Over the past weekend I watched Trumbo, the story of the Marxist screenwriter blacklisted by Hollywood during the Red Scare back in the 1950s. To say that I watched it with a jaundiced eye would be a very big understatement, because I suspected (just from the trailer) that the movie would just be one big blowjob for both Dalton Trumbo and his merry little band of Commiesymps who infested Hollywood back then.
And it was. Needless to say, the movie made villains of the conservatives who opposed the Marxist infiltration: people like John Wayne and Hedda Hopper in particular, Wayne because Wayne, and Hopper because she had a son serving in the U.S. Navy during the Korean War. Of course Wayne was made out to be a bully and Hopper a vindictive bitch — and the Senators and Congressmen who haled the Commies in front of the Senate and House Un-American Committee (HUAC) were depicted as ideological purists who saw Communists behind every bush — even though, in the case of Hollywood, there were Commies behind every bush at the time.
Of course, much was made of the fact that being a Communist wasn’t actually illegal (then, and now), and Trumbo made a great show of this being a First Amendment issue — which it was — and how these Commies all wanted to improve America, but of course there were evil right-wingers like Wayne, Joe McCarthy and HUAC harassing them at every turn.
The execution of the traitors Julius and Ethel Rosenberg got a little puff piece in the movie, which didn’t — couldn’t — actually say they weren’t not guilty of
treason espionage, so it was brushed over with the throwaway that it was the first execution for esionage in peace time, as though peace time should give espionage a pass. And if that wasn’t enough, the Rosenberg children were paraded around as sympathy magnets — as they still are — because Communists have no problem using children to serve their own purposes.
Anyway, it all ended well because a few courageous moviemakers flouted the blacklist and finally posted Trumbo’s name in the screenwriting credits for Exodus and Spartacus.
Which brings me to my main point. I think we can all agree that blacklists are iniquitous — essentially, blacklists mandate the suppression of people’s livelihoods just for holding unpopular opinions or beliefs.
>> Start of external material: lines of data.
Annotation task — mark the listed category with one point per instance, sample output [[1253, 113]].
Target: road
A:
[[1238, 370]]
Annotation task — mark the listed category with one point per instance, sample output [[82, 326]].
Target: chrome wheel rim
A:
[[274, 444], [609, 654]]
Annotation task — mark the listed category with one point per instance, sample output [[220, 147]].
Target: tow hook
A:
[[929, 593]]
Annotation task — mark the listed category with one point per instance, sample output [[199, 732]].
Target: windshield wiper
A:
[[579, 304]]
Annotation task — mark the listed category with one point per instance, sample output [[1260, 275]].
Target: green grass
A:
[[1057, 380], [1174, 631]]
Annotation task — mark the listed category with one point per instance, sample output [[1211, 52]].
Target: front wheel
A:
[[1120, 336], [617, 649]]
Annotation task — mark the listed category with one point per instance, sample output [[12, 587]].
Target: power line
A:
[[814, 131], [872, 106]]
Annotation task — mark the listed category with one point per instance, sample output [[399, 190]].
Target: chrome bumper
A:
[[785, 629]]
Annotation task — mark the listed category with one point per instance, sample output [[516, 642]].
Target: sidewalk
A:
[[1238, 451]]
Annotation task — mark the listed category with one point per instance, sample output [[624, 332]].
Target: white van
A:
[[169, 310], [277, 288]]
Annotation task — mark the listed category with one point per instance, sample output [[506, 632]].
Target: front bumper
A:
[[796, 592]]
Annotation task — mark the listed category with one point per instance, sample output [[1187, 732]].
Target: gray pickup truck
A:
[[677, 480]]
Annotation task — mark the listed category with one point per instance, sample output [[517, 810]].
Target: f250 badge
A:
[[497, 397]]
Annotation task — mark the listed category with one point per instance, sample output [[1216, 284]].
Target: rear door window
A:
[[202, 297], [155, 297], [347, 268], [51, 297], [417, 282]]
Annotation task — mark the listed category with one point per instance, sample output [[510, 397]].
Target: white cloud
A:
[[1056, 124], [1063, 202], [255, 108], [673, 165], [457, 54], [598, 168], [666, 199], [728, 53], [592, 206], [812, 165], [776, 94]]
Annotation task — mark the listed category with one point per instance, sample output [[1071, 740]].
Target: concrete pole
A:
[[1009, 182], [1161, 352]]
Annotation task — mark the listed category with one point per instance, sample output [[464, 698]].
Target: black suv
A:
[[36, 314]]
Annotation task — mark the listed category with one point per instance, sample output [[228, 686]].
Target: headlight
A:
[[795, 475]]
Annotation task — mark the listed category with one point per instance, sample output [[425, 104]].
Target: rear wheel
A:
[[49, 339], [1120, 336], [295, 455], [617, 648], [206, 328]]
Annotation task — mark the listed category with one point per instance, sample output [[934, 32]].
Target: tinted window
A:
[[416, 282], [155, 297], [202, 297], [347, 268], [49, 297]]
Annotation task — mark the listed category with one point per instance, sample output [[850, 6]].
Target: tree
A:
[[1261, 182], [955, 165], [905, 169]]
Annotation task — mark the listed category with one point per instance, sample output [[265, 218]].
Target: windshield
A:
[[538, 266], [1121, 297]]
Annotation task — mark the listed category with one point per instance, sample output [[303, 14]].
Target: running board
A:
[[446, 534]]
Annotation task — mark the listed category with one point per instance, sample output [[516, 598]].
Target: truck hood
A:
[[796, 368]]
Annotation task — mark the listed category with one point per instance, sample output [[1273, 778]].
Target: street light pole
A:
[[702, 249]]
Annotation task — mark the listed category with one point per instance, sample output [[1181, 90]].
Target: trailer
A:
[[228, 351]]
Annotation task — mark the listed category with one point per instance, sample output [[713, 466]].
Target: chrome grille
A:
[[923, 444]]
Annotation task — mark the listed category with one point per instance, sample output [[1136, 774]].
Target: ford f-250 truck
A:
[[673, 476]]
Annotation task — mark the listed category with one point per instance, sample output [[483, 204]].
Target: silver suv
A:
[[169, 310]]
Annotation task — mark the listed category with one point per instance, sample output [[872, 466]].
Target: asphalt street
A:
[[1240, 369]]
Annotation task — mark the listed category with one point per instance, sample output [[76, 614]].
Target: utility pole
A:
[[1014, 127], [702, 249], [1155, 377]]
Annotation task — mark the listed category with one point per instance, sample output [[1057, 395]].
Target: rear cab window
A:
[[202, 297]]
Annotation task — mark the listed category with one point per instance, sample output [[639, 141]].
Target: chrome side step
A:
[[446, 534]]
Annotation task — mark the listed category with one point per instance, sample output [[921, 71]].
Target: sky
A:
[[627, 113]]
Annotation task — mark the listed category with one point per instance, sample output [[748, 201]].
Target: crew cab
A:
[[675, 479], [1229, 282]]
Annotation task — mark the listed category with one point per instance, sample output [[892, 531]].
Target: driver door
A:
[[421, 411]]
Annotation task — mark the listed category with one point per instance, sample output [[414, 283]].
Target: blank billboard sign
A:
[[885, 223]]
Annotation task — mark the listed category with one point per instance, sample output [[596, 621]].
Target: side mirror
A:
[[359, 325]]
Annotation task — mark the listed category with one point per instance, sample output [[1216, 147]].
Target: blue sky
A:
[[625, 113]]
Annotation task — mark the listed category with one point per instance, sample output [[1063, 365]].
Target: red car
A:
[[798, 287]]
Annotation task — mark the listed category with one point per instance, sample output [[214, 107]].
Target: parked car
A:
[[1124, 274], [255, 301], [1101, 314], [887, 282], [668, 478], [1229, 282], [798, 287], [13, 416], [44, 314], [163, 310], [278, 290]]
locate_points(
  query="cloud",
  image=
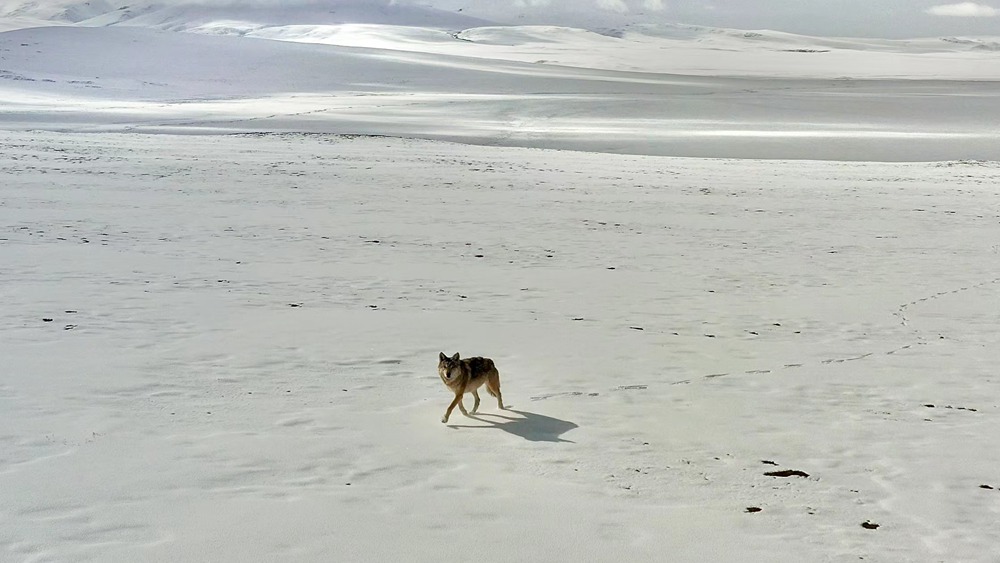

It’s a good thing that Trumbo never wrote the word “nigger”, “queer” or “lesbo” in any of his screenplays, or else his work would be on another blacklist, this time drawn up by the humorless and wokey censors that are everywhere prevalent in show business, academia, government and corporations. (That these sensitive, censorious souls are proud to call themselves Communists — I’m sorry, democratic socialists or anti-fascists — is an occasion for mirth, irony and satire, but of course ideologues, Marxists most of all, are characterized by a singular lack of a sense of humor.)
So here we are, in a full circle: people are denied consideration for employment for their political beliefs; employers get rid of people with contrary political beliefs; and institutions are being forced to implement policies that parrot the “party line” or The Narrative (take your pick).
But here’s the essential difference between the 1950s-era blacklist and that of the 2010s. When people fought back against Communism encroachment into the American polity and culture, it wasn’t because they were “fascists” or “right-wingers”; it was because the truths of life under Communism were everywhere to be seen: gulags and the KGB in the Soviet Union, poverty, murder and corruption in socialist Third World countries, and rampant misery in all — all — the countries behind the Iron Curtain. There was a very good reason to prevent Communism from taking hold here.
Now? There are no examples of actual “fascism” in America, and to any Black person from the 1880s through the 1950s, the wokeist accusations of modern-day “systemic racism” would cause loud laughter and a shaking of the head. The only ills that modern-day Communism would seek to cure are largely imaginary, a product of a mindset that demands “safe spaces”, “freedom from hate” and “Black(-only) Lives Matter”.
One thing that does interest me, purely as an intellectual exercise: would the late Dalton Trumbo agree with what’s going on with the modern-day blacklist? If he didn’t — assuming he could see the parallels between his predicament in the 1950s with “wrongthinkers” of today — I would hope that he’d employ the same passionate arguments and his legendary scorn against today’s blacklist as he did for his own.
If, however, Trumbo didn’t come out against today’s blacklist and even supported its aims, then I would suggest that his blacklisting in the 1950s was fully justified.